In which a loose crank causes havoc

The sun rose on what was probably the best day this winter. From horizon to horizon there was nothing but blue sky and, best of all, NO WIND. In fact it was the sort of day that would get any cyclist’s heart racing. We had already decided that this was going to be the day we would try out an alternate ride to Carrum Beach, instead of our usual Warburton Ride.

Unfortunately Mal rang in to say that he would not be able to make the ride. I guess when you do as much riding as he does, hemorrhoids are an unavoidable occupational hazard! Oh well, Mal you missed a real gem of a ride.

Bob and I met at Mulgrave Reserve where we were able to meet a new rider – Brian Coulter. It was a pity that Brian took one look at our incredible physiques and decided that he would only be able to keep up with us for about 2 km. We trust that over the next few days he will be able to summon enough strength for a longer ride with us next week.

Although we all set off in high spirits, by the time we had ridden for about 3 minutes, I realised all was not well with my thoroughbred “racing” bike. In fact it felt as if my pedal was about to fall off – either that or my foot had developed a palsy (whatever that is). When we dismounted to check the bike it was soon evident that the left crank was about to part company with the shaft. With no tools on hand, all we could do was finger tighten the offending nut, and head off on a wing and a prayer. The process had to be repeated every km or so, until we spied some “hard working” technicians resting on a mobile phone tower. When we asked them if they had any tools, they produced the finest set of spanners we had ever seen. In fact it looked as if they had never been used before. A few quick turns of the relevant spanner and all was well again with the world..

The next 40 mins or so passed in near euphoria, riding at ultra high speed (we did not have to slow down for Mal) under a shining sun. At least the sun was shining until we got near the beach, by which time we entered in a proverbial “pea souper” of a fog. We had to assume the beach was there because we couldn’t see a thing. Oh well, I guess you can’t win everything.

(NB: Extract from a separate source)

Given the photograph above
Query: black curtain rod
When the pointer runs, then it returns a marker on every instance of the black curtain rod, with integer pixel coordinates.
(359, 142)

Since we now were ready for a hard earned lunch we rode on to Carrum shops. What a dump! Not a patch on the great shops at Warburton. Thinking that we might miss out on our traditional cappucino, I asked an elderly lady (who just happened to be deaf) if there were any better shops around. Eventually with the aid of hand signals we were directed a couple of km down the road to Patterson Lakes. Luckily for three thirsty riders we discovered a couple of nice coffee shops to enjoy lunch.

Outside the Coffee Shop

After lunch, John decided that he knew a “short cut” back to the track, so took off with a great show of enthusiasm. The only problem was that he had forgotten his helmet outside the coffee shop. Not wanting to buy another helmet he managed to get an empty icecream container and some elastic from an obliging grocer. With his “new” helmet on his head he got so excited he thought he would demonstrate his improved riding prowess by riding as close as possible to the edge of the concrete pavement. Of course this foolhardiness soon came unstuck and sent John sprawling across the footpath – right in the path of Bob and his Titanic. Soon the Titanic had hit another iceberg (this one was called “John”) and the two of them were entangled in an ugly mess.

Examining the Carnage

Fortunately the damage was restricted to John’s pride, and we were able to continue on back towards Dandenong. By this time the fog had lifted and we enjoyed smooth riding all the way back to the cars. Bob and I were a little concerned for John’s mental health when he started hallucinating – imagining that every mole hill was in fact a mountain. Maybe he banged his head in the accident and the icecream container did not do its job.